As part of the experiment, more than 78,000 United employees and contractors received an email which contained a voicemail attachment from an individual outside the company (all email that is not internal is marked external with the warning, “This message was sent from outside of United Airlines. Please do not click links or open attachments unless you recognize the sender and know that the content is safe.”)
There results were not comforting:
- Only 4.2% of the total recipients reported the email using the Report Phish button in Outlook or forwarded it to the appropriate email address
- 11% of United employees and contractors failed to recognize the email as suspicious and opened the attachment.
I doubt these sort of numbers are unique to United. Even at my own small company we’ve had employees open up phishing attachments. It happens, even with training.
But as we recently saw with the Colonial Pipeline cyber attack, ransomware attacks can quickly spiral out of control in ways that cause immense financial and economic damage.

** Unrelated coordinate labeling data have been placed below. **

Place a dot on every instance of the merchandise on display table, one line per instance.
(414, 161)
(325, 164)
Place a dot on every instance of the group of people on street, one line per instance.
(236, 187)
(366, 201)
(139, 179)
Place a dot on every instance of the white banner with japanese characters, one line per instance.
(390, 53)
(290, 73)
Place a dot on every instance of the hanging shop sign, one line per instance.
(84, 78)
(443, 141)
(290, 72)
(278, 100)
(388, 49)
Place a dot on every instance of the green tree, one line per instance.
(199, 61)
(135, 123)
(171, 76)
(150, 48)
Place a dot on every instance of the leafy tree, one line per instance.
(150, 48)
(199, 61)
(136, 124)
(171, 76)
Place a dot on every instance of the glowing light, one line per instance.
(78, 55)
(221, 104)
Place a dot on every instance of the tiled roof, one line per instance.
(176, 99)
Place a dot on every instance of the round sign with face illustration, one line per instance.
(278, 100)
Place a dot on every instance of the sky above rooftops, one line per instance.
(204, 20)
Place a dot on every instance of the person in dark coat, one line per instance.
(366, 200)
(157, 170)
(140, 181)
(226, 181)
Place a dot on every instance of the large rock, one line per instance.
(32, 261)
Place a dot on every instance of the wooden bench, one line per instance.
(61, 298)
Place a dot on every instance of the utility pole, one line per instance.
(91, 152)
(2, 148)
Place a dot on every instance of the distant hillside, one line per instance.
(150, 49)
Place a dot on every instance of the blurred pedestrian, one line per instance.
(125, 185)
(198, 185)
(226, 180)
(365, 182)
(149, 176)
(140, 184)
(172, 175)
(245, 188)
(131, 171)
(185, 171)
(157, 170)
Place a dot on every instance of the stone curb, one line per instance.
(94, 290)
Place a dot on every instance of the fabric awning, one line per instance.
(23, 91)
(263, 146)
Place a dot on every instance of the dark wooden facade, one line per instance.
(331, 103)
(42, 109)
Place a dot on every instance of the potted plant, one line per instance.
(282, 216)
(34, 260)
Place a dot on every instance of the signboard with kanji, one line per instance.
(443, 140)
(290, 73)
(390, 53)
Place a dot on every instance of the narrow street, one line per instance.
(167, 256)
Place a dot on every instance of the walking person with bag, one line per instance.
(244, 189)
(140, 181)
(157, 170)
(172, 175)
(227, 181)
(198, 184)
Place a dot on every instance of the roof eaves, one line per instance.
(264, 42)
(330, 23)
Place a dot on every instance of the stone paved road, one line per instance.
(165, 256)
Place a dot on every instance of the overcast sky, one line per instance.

That’s why United told employees in a memo reviewed by Live and Let’s Fly that cyber attacks pose the “biggest” threat to the airline:
Cyber attacks are currently the biggest threat to our airline, so we need everyone to be extra vigilant and report suspicious emails!
United offers the following instructions when reviewing email, which are actually generally applicable and a good reminder for all of us:
When you open an email, spend an extra moment looking it over. Before clicking on a link or opening an attachment, ask yourself, “Was I expecting a message from this person?” If the answer is no, this is a characteristic of phishing, and you should report the email.
CONCLUSION
Cyber attacks are a serious and growing threat to economic stability and commerce. Often, it can be the the weakest link—just one person—who inadvertently unleashes a torrent of damage.
United Airlines cyber attacks are deemed airline’s biggest threat. What do you do to prevent yourself or employees from clicking on phishing email?
image: M.J. Flaherty in United’s Network Operations Center [NOC] in Chicago
I trust this company will up its game in terms of cyber. It is both in their best interest and the general public. Good Luck UA!
There was a good article on zdnet this morning with the CISO for Microsoft saying just assume your network is already compromised and do everything you can to eliminate the threats like MFA and enhancing your supplier sourcing to eliminate backend breaches like SolarWinds.
https://www.zdnet.com/article/microsofts-ciso-why-were-trying-to-banish-passwords-forever/
TL/DR: You aren’t going to have 100% security ever so make the bad guys work for it so much there is no profit for them.
Companies refuse to pay what they need to, if they want top technical talent.
Companies also send mix messages and confuse non-technical people. For example I work at a major defense firm that has a number of technical people but also non-technical people. They tell you not to click on links in emails and yet they constantly send legitimate emails saying click here to either fill out a survey, view a video, etc. All that does is confuse the non-technical person.
Also when technical people, especially security, tells upper management you need to do this and that, they resist because it either costs too much money, or it is too much of a hassle. I once complained to a stock brokerage because they wouldn’t let me create a password more than 8 characters. They claimed their clients didn’t want anything longer. Hmmm.
Not sure if anything has changed but most airline systems are old and prone to outages. I think it was Southwest that just had a couple of major mishaps this week. Most of which should have been avoidable but it costs $$$.
Reminds me of a Bruce Willis movie. Maybe Diehard. The theme was criminals/terrorists hacking into ATC systems/radar etc, in order to blackmail.